仁安にんあん二年十一月、清盛やまひに冒され、歳五十一にして出家し、法名浄海じやうかいとぞ申しける。出家のゆへにや、宿病次第に本復して、翌年の夏の頃、一門の人々面面に喜び事をなしける。同じ七月七日、摂津国布引の滝見んとて、入道を始めて平氏の人々下られけるに、難波三郎ばかり、夢見しき事ありとて、供せざりしかば、傍輩ども、「弓矢取る身の、何条夢見・物忌など言ふ、さるめたる事やある」と笑ひければ、経房つねふさも、げにもと思ひて走り下り、夢醒めて参りたる由申せば、中々興にて、諸人滝を眺めて感をもよほす折節、天にはかに曇り、おびたたしく霹靂神はたたがみ鳴つて、人々興を醒ます所に、難波三郎申しけるは、「我が恐怖する事これなり。先年悪源太最後の言葉に、つゐには雷となつて蹴殺さんずるぞとて、睨みし眼常に見えてむつかしきに、かの人いかづちとなりたりと夢に見しぞとよ。ただ今、手鞠ばかりの物の、辰巳の方より飛びつるは、面々は見給はぬか。それこそ義平の霊魂よ。一定かへりさまに経房にかからんと思ゆるぞ。さりとも太刀は抜きてんものを」と、言ひも果てねば、霹靂おびたたしくして、経房が上に黒雲おほふとぞ見えし、微塵になつて死にけり。太刀は抜きたりけるが、鐸本までそり返りたりしを、結縁のために、寺造りの釘に寄せられぬ。恐ろしなどもをろかなり。入道は、弘法大師の御筆を守りにかけられたりしを、恐ろしさのあまりに首にかけながら、しきりに打ち震ひ打ち震ひぞせられける。まことに守りの徳にや、近付くやうに見えしが、終に空へぞ上りける。

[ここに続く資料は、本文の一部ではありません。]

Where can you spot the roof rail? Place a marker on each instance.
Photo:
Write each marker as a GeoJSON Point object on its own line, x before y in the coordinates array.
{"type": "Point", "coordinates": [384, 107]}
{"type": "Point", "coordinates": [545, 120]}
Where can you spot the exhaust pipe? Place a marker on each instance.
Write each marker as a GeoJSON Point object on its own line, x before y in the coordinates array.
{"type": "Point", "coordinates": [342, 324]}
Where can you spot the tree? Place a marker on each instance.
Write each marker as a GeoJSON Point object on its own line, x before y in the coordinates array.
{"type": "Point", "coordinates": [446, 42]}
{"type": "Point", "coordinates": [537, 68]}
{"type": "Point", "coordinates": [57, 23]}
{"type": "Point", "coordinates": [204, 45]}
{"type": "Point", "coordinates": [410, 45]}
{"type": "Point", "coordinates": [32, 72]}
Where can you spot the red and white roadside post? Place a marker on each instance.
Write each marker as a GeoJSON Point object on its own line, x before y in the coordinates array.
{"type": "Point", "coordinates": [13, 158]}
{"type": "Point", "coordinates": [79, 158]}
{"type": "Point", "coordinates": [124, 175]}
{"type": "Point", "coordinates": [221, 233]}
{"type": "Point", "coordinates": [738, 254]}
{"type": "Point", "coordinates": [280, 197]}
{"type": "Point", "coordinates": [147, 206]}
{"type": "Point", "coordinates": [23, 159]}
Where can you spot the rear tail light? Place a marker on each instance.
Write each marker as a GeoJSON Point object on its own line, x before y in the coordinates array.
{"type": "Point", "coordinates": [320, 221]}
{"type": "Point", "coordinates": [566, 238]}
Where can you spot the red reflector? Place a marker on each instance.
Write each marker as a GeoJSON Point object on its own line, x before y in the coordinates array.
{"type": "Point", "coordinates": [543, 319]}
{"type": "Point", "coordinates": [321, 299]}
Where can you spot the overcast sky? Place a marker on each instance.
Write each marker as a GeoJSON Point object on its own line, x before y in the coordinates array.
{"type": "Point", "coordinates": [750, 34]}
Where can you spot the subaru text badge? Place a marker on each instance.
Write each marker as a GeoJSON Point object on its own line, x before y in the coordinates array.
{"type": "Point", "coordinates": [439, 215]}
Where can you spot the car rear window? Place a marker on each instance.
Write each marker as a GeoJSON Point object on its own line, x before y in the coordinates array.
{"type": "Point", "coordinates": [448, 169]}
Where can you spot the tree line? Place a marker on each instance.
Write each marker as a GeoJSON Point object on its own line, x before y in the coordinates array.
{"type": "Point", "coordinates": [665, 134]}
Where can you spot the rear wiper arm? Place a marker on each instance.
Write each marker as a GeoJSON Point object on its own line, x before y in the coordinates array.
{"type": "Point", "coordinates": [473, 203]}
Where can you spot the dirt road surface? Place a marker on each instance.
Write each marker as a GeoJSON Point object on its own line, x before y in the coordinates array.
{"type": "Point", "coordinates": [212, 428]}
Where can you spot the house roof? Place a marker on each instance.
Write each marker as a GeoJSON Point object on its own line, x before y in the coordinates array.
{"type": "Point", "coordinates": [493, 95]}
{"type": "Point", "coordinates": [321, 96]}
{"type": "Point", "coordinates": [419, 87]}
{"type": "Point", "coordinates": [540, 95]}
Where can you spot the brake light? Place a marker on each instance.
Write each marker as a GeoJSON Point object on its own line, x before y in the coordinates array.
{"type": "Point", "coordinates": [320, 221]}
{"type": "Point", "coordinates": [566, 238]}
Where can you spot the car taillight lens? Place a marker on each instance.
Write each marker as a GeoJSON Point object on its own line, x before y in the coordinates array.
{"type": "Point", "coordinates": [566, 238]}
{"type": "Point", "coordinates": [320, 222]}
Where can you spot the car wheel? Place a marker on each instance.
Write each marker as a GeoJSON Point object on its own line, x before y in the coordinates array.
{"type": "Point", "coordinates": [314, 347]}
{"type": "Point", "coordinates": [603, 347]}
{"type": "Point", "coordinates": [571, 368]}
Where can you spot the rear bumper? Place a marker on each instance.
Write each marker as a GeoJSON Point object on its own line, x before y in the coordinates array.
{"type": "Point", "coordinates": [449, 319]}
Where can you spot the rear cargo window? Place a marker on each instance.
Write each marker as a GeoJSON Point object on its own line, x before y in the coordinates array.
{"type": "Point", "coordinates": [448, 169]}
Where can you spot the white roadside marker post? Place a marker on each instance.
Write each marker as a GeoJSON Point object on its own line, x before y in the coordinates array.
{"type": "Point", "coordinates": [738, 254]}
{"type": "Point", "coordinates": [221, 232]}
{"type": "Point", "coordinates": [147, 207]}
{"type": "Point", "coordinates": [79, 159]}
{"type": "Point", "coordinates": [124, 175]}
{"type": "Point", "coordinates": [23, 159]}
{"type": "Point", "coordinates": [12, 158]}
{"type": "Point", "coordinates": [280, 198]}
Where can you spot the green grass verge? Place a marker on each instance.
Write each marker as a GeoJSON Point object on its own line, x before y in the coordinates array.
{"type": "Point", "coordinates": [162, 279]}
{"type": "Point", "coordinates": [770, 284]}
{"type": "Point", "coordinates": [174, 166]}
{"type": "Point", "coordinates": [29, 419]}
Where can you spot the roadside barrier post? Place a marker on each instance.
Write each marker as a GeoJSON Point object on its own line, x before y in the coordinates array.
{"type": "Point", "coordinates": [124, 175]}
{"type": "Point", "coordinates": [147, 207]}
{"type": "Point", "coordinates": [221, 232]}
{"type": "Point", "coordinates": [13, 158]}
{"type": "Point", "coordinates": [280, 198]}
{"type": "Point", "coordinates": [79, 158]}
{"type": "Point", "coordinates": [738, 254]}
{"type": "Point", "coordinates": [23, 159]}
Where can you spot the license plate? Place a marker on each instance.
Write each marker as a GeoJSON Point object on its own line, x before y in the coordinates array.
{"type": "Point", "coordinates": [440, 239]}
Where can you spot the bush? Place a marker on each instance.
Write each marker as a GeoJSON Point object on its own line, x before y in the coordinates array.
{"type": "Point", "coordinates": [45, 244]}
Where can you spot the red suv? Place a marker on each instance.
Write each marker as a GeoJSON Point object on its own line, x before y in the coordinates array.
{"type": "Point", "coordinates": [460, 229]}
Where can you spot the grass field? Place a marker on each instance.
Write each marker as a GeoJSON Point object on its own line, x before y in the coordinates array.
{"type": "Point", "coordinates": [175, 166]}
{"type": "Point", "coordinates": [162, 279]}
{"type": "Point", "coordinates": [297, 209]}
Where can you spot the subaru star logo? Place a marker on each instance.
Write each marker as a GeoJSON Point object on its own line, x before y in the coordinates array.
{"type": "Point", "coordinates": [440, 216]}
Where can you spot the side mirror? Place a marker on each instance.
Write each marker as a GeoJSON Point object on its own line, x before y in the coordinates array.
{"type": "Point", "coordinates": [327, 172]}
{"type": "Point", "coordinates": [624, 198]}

仁安二年(1167)十一月、清盛(平清盛)は病いに冒され、五十一歳で出家し、法名を浄海と付けました。出家のお蔭でしょうか、清盛の病気はしばらくして全快したので、翌年の夏の頃に、平家一門の者たちはそれぞれ祝い事をしました。同じ七月七日、摂津国布引の滝(今の神戸市中央区、六甲山から流れ出す生田川にかかる滝で、和歌に多く詠まれた場所、つまり、歌枕)を見ようと、入道(清盛)をはじめ平氏の者たちは出かけましたが、難波三郎(難波経房)だけは、夢見が悪いと言って、供をしませんでした、仲間たちは、「弓矢取る身でありながら、どうして夢見・物忌など気にするのか、そんなものを怖がるとは」と笑ったので、経房も、その通りだと思って走り後を追いかけて、夢醒めてやって来たと言いました、滝はどうどうと流れ、平家の者たちは滝を眺めて感動しているうちに、天が急に曇ったかと思うと、激しく霹靂神([激しい雷])が鳴って、平家の者たちが興ざめしているところに、経房が言うには、「わたしが恐れたのはこれなのです。先年悪源太(義平)が最後の言葉を、最後は雷となってお前を殺すからぞと言って、わたしを睨んだ目がいつも見えるようで気味が悪かったのですが、義平が雷になった夢を見たのです。今、手鞠ほどの大きさのものが、辰巳の方([南東])より飛んでいきましたが、あなた方は見ませんでしたか。これは義平の霊魂です。きっと帰ってきてわたしを襲おうとしています。ともかく太刀を抜かなくては」と、言い終わる間もなく、雷がおびただしく鳴って、経房の上に黒雲が覆ったかと思うと、細かく散って経房は死んでしまいました。経房が抜いた太刀は、鐸本(鐸上部の丸い部分)のように曲がっていました、太刀は結縁(仏縁)のために、寺を造るための釘にするようにと寄贈されました。あまりに恐ろしいことでした。清盛は、弘法大師の筆をお守りにしていましたが、恐ろしさのあまり首にかけて、しきりにうち震えていました。お守りの徳でしょうか、義平の霊魂は清盛に近付こうとしましたが、最後は空に上っていきました。